James Hickey (died 7 June 1966) was an Irish Labour Party politician who joined the short-lived breakaway National Labour Party.
Hickey first stood for the Dáil in the 1937 general election in the Cork Borough constituency, but narrowly missed being elected. He was more successful in the 1938 election, unseating Richard Anthony, a former Labour TD who left the Party in the 1920s and sat as an independent.
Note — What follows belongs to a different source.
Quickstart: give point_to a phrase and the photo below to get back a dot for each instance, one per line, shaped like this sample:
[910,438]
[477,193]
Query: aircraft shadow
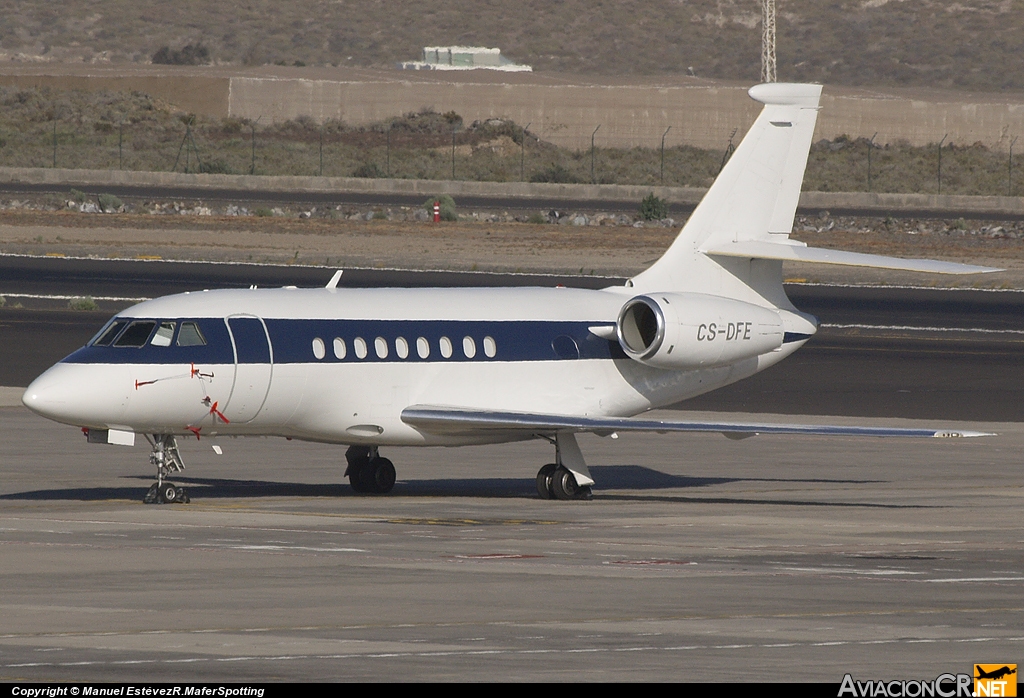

Hickey made international headlines in February 1939, when, as Lord Mayor of Cork, he refused to give a civic reception to the captain and crew of the German warship SMS Schlesien which was on a 'courtesy visit' to Cork Harbour flying the Nazi flag (in spite of Irish neutrality). The Schlesien was a 13,000 tonne World War I battleship, but was involved in the attack on Danzig, Poland, just seven months later at the start of WW II. Hickey's reasoning for the refusal to entertain the German crew was stated to be a slight by the German media on the occasion of the death of Pope Pius XI some time earlier. Hickey said, "the insult given to the Catholic world on the death of the Pope, when the responsible German Press termed our Holy Father a political adventurer”. See tribute from Michael O'Riordan, Communist Party of Ireland, to Hickey (part of speech to Labour Party conference, Cork, 1999).
Hickey was one of the six TDs who left Labour in 1944 to form the National Labour Party, and it was as a National Labour Party candidate that he was defeated at the 1943 and 1944 general elections. He was re-elected to the 13th Dáil in the 1948 election as a National Labour candidate, and after the split in Labour was healed, he was returned to the Dáil for a final time in the 1951 general election.
After his defeat in the 1954 general election, he stood unsuccessfully for election to Seanad Éireann, but was nominated to the 8th Seanad by the Taoiseach John A. Costello.